There have been tremendous advancements in artificial intelligence (AI) and machine learning (ML) in recent years across a variety of fields ranging from autonomous driving to disease prediction and natural language processing. All of these advancements, however, are deeply rooted in the fields of statistics and computer science. This course will give students a high-level overview of some of the most common concepts in statistics that make AI and ML possible. Indeed, many of the newest algorithms, such as neural networks, random forests, and k-nearest neighbors, use statistics not only to build a model but also to evaluate its accuracy. The course will cover two broad areas of statistics: inference and prediction. The inference portion will introduce common statistical concepts that allow us to understand a population and test hypotheses (such as performing A/B tests and calculating and interpreting p-values). The prediction section will begin with the simplest of algorithms (linear regression) and gradually touch upon more advanced topics such as random forests and cross-validation. Real-world examples will be used from the fields of healthcare, genetics, marketing, and manufacturing. By the end of the course, students will have a high-level understanding of common statistical tools used in AI and ML algorithms and be able to derive their own conclusions from statistical studies.
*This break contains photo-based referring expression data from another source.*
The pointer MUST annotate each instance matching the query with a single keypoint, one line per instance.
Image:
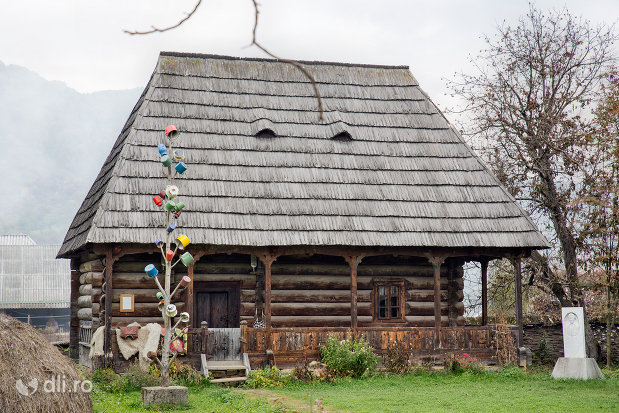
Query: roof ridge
(264, 59)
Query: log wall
(232, 268)
(315, 291)
(129, 278)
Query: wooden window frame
(127, 310)
(401, 296)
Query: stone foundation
(170, 395)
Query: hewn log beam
(189, 295)
(437, 261)
(267, 259)
(74, 322)
(516, 262)
(353, 261)
(107, 337)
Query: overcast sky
(81, 43)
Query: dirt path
(287, 403)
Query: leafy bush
(135, 378)
(267, 377)
(348, 357)
(303, 373)
(397, 360)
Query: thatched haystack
(27, 355)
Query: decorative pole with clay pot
(168, 200)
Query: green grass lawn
(509, 391)
(205, 399)
(489, 392)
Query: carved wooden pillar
(267, 260)
(484, 291)
(189, 297)
(74, 322)
(107, 337)
(516, 262)
(353, 261)
(452, 293)
(436, 262)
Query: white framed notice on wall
(126, 303)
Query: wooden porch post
(516, 262)
(189, 297)
(353, 261)
(436, 262)
(74, 322)
(484, 291)
(267, 260)
(107, 337)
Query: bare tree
(600, 204)
(528, 101)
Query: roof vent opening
(342, 136)
(265, 133)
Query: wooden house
(355, 224)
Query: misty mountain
(55, 140)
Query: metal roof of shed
(32, 277)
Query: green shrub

This course has no specific prerequisites and can be taken on a variety of levels. Beginners are encouraged to listen to the lectures and learn basic concepts. By the end of the course, beginners should have a sense of what these algorithms do. On a higher level, intermediate students can work some of the introductory problems that will be provided. On an advanced level (for students with a substantial math background who are interested in becoming data scientists), difficult math and stats problems will be covered. Students should be aware that this course will not make them an AI expert (this is not possible in ten sessions). On a basic level, the course will give students a taste of what statistics for AI is all about. On the highest level, the course will give students of a strong sense of what they need (and should be excited about) in order to pursue a career in this area.

Gregory Ryslik, Senior Vice President of Data Science, Machine Learning, and Digital Health Research, Compass Pathways; Adjunct Assistant Professor of Statistics, Pennsylvania State

Gregory Ryslik has held senior positions in the biotech, actuarial science, and automotive industries at companies including Tesla, Genentech, PricewaterhouseCoopers, and several startups. He received a PhD in biostatistics from Yale and an MA in statistics from Columbia.